Woran erkennen wir eigentlich, dass sich eine zweite Welle anbahnt? Was
sagen Ihre Modelle voraus?

Unser neues Bulletin zeigt, dass die Reproduktionszahlen Ende Juni
deutlich über 1 lagen, sowohl für Deutschland als auch für Sachsen und
andere Bundesländer. Wenn solche Trends über längere Zeit bestehen, kann
die Situation außer Kontrolle geraten und eine zweite Welle entstehen, wie
aktuell zum Beispiel in Israel und den USA. Inzwischen schätzen wir diese
Werte aber wieder unter 1, sodass wir aktuell noch nicht mit einer zweiten
Welle rechnen. (Stand 29. Juni: Deutschland R=0.89 (95%-Konfidenzintervall
0.86-0.91), Sachsen R=0.52 (95%-Konfidenzintervall 0.38-0.67))

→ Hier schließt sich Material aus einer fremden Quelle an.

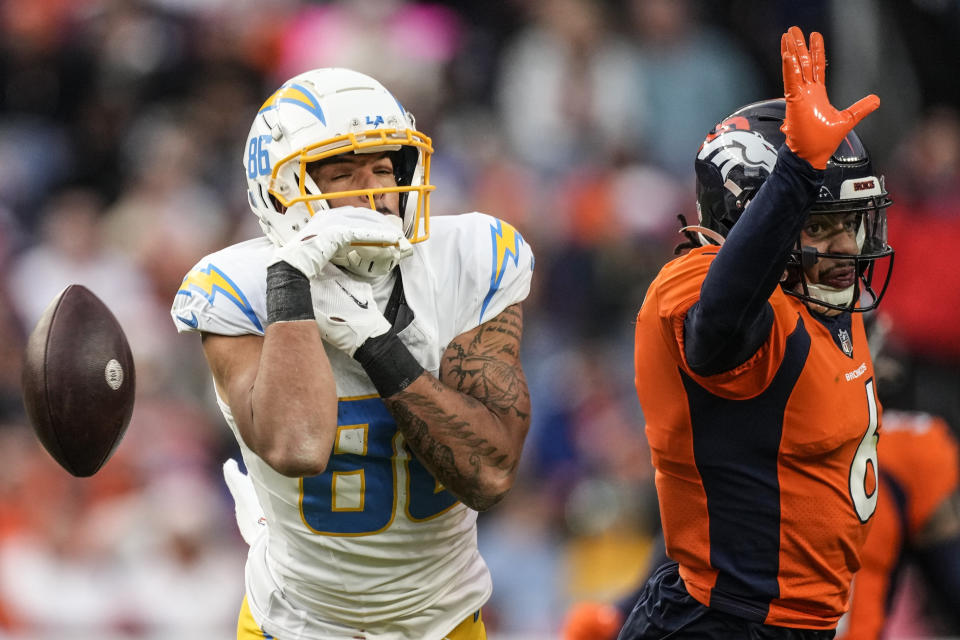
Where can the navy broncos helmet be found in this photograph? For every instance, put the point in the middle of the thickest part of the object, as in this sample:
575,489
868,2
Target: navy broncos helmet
736,158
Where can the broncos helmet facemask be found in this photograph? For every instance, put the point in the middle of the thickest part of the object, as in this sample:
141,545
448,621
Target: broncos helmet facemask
736,158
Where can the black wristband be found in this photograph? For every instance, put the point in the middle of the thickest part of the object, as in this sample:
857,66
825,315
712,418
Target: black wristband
288,294
389,364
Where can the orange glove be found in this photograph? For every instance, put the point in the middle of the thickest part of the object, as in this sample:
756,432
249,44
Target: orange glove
814,128
592,621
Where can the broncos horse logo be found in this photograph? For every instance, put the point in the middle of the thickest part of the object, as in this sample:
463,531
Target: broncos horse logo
738,147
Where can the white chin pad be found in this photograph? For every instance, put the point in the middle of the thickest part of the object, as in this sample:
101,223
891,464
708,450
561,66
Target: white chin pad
373,261
830,295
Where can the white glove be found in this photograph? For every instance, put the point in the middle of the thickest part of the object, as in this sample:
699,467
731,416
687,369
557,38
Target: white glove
346,312
250,518
364,241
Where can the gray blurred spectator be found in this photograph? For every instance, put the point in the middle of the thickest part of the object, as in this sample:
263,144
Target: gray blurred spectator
693,74
569,89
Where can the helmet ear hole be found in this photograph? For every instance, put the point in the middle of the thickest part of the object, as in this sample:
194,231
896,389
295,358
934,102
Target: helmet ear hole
276,204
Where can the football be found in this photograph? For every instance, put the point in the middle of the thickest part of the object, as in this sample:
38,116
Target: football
78,381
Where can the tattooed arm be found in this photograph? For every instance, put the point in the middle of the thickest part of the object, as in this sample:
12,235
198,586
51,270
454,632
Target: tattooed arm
468,427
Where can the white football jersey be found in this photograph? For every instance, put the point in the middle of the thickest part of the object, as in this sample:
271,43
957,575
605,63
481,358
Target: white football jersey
374,544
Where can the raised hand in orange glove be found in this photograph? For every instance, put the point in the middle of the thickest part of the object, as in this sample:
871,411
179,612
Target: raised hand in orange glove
592,621
814,128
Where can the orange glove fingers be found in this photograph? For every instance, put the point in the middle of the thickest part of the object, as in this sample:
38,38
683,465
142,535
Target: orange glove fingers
813,127
819,57
792,77
799,48
862,108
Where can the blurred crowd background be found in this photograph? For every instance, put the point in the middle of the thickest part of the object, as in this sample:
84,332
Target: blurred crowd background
122,125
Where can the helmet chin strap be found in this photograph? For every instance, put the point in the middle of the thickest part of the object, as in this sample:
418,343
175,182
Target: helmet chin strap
832,295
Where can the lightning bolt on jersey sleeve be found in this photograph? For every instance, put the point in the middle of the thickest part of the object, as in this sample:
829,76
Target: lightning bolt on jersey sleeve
225,293
494,265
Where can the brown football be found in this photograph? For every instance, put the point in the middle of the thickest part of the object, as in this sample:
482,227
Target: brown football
78,381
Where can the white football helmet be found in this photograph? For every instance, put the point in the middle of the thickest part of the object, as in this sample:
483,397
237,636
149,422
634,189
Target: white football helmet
323,113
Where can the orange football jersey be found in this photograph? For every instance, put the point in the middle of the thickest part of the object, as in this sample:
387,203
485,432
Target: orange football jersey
766,474
920,470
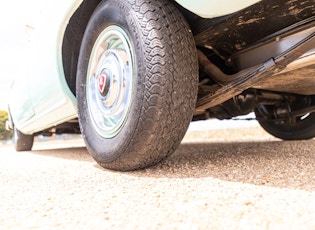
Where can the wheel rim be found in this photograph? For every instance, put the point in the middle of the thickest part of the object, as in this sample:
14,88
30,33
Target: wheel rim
109,82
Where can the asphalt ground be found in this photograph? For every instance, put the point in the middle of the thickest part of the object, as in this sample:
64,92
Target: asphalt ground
217,179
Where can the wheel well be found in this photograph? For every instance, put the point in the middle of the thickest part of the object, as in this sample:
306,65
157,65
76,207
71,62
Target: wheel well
74,34
72,40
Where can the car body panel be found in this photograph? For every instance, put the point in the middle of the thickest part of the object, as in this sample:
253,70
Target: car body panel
41,97
211,9
44,98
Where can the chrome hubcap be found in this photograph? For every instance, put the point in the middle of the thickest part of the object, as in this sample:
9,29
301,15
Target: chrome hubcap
109,82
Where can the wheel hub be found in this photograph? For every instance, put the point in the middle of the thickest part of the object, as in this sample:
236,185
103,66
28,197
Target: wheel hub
110,81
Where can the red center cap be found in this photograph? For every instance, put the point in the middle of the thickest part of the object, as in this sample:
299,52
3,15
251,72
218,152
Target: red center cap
102,83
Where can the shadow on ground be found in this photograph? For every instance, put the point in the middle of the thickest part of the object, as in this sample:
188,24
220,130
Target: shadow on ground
286,164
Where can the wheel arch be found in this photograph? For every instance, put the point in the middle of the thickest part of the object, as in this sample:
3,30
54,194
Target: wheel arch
74,34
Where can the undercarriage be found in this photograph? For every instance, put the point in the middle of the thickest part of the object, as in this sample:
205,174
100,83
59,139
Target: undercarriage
260,60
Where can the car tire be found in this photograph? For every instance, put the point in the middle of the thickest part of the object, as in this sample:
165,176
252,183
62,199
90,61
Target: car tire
136,83
22,142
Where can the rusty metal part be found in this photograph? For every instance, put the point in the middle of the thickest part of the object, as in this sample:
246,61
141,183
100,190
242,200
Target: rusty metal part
252,77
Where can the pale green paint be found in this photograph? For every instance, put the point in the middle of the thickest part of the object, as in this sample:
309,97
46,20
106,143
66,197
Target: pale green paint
213,8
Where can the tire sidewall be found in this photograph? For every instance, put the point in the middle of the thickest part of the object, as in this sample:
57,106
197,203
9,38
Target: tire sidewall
110,13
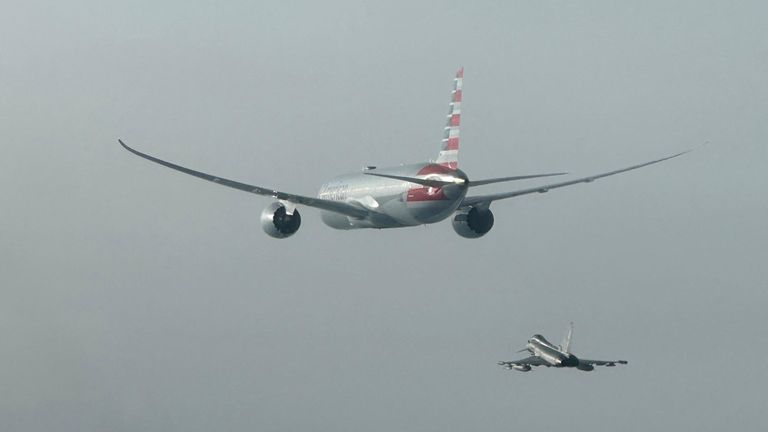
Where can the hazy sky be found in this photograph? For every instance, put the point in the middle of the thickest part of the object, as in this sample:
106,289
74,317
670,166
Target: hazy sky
138,298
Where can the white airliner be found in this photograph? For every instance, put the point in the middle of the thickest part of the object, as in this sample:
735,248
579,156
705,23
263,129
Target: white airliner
403,196
544,353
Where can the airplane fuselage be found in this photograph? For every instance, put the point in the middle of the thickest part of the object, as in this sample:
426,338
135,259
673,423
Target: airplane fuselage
550,353
395,203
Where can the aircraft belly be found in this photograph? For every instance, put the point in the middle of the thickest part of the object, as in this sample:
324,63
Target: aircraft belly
392,203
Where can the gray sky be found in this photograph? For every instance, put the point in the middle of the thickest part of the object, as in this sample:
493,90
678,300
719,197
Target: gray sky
136,298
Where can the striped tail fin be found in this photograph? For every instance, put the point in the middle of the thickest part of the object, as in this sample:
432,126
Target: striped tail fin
449,155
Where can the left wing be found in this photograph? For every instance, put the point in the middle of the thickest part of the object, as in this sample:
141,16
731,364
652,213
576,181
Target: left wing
486,200
334,206
608,363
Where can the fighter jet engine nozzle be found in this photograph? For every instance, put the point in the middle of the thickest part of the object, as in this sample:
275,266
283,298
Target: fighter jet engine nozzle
277,223
473,223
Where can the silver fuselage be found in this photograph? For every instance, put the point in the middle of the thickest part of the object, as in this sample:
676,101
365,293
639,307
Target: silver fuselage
395,203
550,353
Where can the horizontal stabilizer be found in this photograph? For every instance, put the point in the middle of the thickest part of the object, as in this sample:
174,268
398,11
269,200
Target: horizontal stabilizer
512,178
421,181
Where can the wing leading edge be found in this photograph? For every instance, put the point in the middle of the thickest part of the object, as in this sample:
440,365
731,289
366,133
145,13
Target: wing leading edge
334,206
486,200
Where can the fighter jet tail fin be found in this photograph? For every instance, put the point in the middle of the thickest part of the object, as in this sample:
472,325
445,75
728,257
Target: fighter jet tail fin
449,154
566,345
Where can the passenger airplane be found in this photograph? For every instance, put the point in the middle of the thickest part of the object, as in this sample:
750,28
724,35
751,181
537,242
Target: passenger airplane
543,353
404,196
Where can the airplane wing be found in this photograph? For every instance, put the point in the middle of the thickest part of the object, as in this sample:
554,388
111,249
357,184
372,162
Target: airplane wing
334,206
528,361
608,363
485,200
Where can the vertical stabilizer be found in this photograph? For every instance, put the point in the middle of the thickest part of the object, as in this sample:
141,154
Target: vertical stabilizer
449,155
566,346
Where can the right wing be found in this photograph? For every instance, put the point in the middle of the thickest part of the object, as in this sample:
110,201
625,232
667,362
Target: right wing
334,206
485,200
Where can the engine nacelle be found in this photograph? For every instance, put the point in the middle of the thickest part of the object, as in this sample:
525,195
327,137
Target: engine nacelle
473,223
277,223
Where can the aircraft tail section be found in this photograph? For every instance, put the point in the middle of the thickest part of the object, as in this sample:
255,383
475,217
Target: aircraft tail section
449,155
566,345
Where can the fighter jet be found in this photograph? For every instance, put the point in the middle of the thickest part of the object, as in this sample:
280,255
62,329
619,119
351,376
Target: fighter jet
544,353
403,196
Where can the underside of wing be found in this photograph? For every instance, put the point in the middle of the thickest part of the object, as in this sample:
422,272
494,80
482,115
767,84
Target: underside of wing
334,206
608,363
486,200
511,178
528,361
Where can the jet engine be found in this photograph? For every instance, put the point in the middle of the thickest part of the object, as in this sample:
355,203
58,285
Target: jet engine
473,223
277,223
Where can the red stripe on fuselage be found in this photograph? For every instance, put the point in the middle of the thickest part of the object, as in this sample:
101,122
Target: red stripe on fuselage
422,193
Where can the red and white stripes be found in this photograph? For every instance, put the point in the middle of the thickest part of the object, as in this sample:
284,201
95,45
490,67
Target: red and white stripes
449,155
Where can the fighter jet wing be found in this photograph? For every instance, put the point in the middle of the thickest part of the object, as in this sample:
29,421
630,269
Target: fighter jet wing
334,206
528,361
485,200
608,363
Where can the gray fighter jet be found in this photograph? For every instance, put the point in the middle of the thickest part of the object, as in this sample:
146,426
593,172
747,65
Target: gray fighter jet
544,353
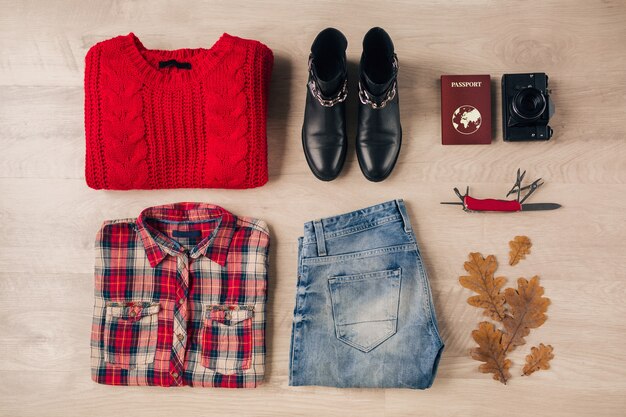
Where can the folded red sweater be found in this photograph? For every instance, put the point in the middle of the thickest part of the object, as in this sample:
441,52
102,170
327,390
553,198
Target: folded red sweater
186,118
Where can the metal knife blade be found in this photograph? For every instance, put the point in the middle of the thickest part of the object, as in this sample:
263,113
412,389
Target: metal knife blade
540,206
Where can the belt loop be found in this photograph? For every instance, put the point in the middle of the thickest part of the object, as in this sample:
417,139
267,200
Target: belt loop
405,215
319,237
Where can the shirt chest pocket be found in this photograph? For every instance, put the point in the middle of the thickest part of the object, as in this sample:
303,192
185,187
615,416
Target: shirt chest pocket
130,333
227,338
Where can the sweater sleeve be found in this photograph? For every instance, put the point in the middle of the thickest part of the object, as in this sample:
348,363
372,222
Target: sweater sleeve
94,168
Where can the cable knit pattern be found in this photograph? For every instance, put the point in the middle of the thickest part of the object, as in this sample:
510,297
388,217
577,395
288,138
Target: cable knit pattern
149,127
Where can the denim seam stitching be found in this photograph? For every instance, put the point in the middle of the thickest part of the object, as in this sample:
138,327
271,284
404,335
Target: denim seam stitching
426,286
368,275
363,254
361,227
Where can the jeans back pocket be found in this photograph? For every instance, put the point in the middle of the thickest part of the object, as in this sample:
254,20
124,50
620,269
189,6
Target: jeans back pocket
130,333
227,338
365,307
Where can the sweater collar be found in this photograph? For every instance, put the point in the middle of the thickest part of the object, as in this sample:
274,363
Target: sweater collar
214,246
146,61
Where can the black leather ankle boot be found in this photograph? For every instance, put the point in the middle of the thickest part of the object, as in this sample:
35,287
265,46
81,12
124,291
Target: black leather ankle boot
379,133
324,130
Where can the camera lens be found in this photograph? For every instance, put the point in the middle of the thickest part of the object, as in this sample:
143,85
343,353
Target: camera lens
529,103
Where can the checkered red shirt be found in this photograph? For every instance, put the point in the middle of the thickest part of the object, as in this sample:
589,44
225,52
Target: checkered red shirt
180,299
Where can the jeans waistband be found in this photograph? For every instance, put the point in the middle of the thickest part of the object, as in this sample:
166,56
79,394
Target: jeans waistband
320,230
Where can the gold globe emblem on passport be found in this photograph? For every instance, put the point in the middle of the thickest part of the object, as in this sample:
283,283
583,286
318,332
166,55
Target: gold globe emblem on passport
466,119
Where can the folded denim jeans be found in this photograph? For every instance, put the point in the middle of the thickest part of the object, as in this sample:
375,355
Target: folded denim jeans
364,313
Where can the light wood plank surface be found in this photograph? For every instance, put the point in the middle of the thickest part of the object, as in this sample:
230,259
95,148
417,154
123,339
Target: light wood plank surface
49,217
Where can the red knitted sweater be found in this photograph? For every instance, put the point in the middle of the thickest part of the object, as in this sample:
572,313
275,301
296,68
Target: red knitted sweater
149,127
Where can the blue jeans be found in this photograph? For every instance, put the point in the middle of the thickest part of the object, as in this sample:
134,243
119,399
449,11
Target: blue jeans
364,313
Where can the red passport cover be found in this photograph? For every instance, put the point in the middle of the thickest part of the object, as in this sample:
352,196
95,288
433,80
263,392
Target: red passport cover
465,109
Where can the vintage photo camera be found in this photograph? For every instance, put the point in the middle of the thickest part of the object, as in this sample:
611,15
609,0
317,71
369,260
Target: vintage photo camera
526,107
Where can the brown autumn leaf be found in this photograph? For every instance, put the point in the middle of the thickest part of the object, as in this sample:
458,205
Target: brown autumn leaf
481,280
527,308
539,358
491,351
520,247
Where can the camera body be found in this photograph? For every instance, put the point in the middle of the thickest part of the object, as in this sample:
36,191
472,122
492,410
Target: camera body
526,107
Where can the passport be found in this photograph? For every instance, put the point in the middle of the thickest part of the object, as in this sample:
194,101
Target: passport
465,109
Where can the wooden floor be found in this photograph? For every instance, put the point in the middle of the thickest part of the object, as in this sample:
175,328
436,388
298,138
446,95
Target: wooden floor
49,217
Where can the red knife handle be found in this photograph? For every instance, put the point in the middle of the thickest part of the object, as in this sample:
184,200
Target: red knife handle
490,204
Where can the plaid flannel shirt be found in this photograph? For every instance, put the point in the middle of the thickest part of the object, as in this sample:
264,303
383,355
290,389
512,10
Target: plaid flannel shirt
180,299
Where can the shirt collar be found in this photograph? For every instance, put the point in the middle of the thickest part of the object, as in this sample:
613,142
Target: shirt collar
215,246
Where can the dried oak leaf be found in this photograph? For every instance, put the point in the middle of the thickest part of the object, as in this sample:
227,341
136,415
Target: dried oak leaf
491,351
527,308
539,358
520,247
481,280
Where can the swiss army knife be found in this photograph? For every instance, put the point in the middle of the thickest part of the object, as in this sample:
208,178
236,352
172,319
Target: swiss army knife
490,204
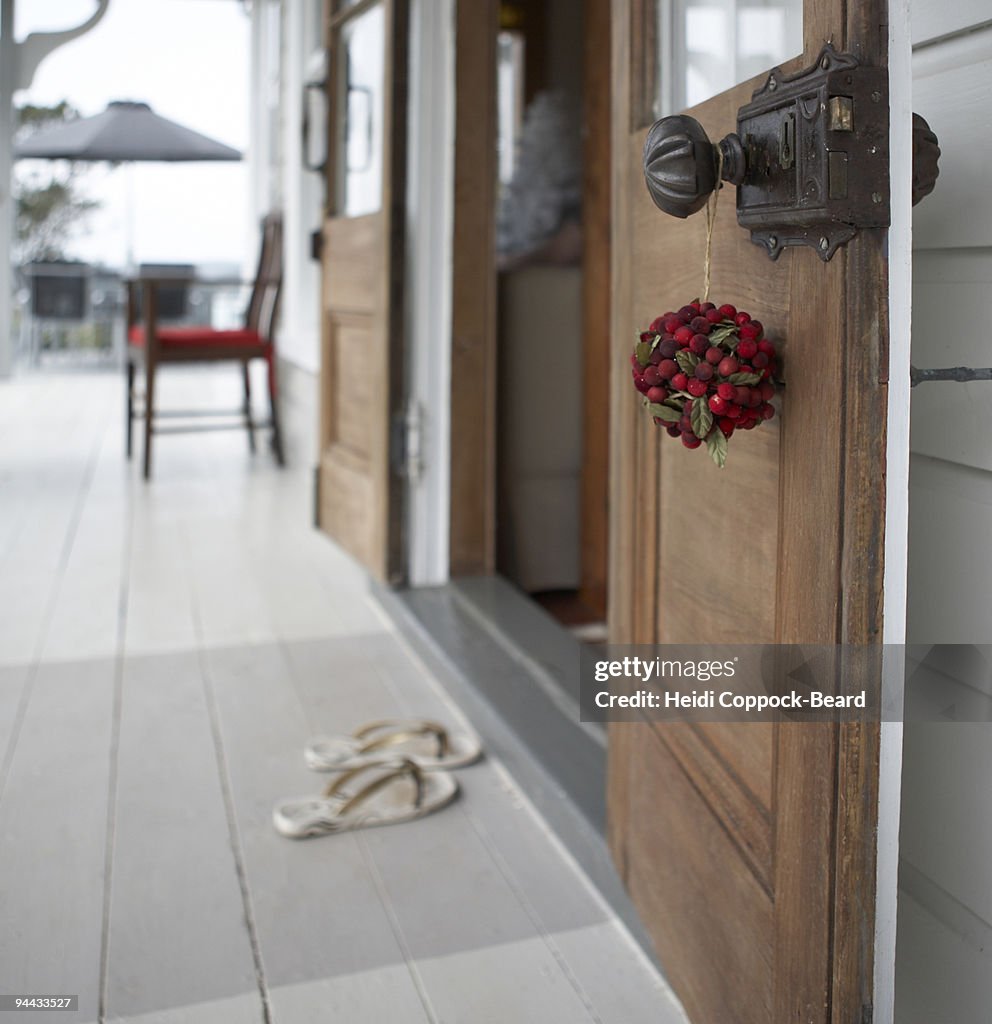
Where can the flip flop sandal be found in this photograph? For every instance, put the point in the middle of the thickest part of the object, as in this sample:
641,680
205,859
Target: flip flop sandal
428,743
385,793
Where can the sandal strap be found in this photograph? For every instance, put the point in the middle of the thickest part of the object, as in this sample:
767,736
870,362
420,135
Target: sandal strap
397,769
400,732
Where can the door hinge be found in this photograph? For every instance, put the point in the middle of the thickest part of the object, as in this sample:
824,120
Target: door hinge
408,441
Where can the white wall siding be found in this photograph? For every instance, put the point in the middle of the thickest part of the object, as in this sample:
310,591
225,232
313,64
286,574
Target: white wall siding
944,967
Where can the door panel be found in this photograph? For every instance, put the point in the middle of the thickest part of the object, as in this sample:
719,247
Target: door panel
361,376
749,849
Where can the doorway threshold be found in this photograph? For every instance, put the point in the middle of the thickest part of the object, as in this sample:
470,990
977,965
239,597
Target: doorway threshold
514,671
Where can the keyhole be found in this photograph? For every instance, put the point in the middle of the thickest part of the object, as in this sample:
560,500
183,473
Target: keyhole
786,141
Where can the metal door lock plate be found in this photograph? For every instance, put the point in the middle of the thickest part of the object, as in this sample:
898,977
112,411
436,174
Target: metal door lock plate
816,154
810,158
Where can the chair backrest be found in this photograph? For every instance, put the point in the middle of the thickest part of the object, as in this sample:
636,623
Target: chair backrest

Es kommt auch in Zukunft darauf an, ob verhindert werden kann, dass lokale
Ausbrüche großflächig in die Bevölkerung getragen werden. Die Situation
ist diesbezüglich als deutlich fragiler einzuschätzen als noch vor einigen
Wochen. So steigen auch in Leipzig aktuell wieder die Zahlen, nachdem hier
über fast vier Wochen praktisch keine Fälle mehr auftraten. Dies bestätigt
unsere Modellvorhersage, nach der kein wesentlicher Spielraum für weitere
Lockerungen mehr besteht.

Zusammen mit Wissenschaftlern der Charité hat Ihr Institut kürzlich den
Zuschlag des Bundesministeriums für Bildung und Forschung für das Projekt
PROVID zur Erforschung des Schwereverlaufs bei Covid-19 eingeworben. Worum
geht es da?

Diese Untersuchung baut auf der PROGRESS-Studie auf, die wir seit 15
Jahren mit betreuen. Hier beobachten wir Patienten, die wegen einer
Lungenentzündung hospitalisiert werden, engmaschig und longitudinal. Diese
Abläufe übertragen wir im Projekt PROVID nun auf COVID-19-Patienten, die
im Krankenhaus behandelt werden müssen. Wir können sofort starten, da wird
die bestehende Infrastruktur auf die neue Studie übertragen können. In
circa zehn PROGRESS-Zentren begleiten wir diese Patienten und erfassen
molekulare Faktoren und Vitalparameter im Zeitverlauf. Daraus wollen wir
Faktoren identifizieren, die vorhersagen, wie schwer die Krankheit
verläuft. Ziel ist eine Vorhersage des Verlaufs aufgrund von neuen
Biomarkern. Wir erhoffen uns zudem weitere Erkenntnisse über die
molekularen Mechanismen der Erkrankung: Wie kommt es zum Lungenversagen?
Wie stark sind weitere Organe involviert? Unser Institut ist in der Studie
das Datenzentrum, wir bereiten die Daten auf, halten die Datenbank vor,
schulen die Zentren, verfolgen die Probenflüsse und führen Analysen der
klinischen und molekularen Daten durch.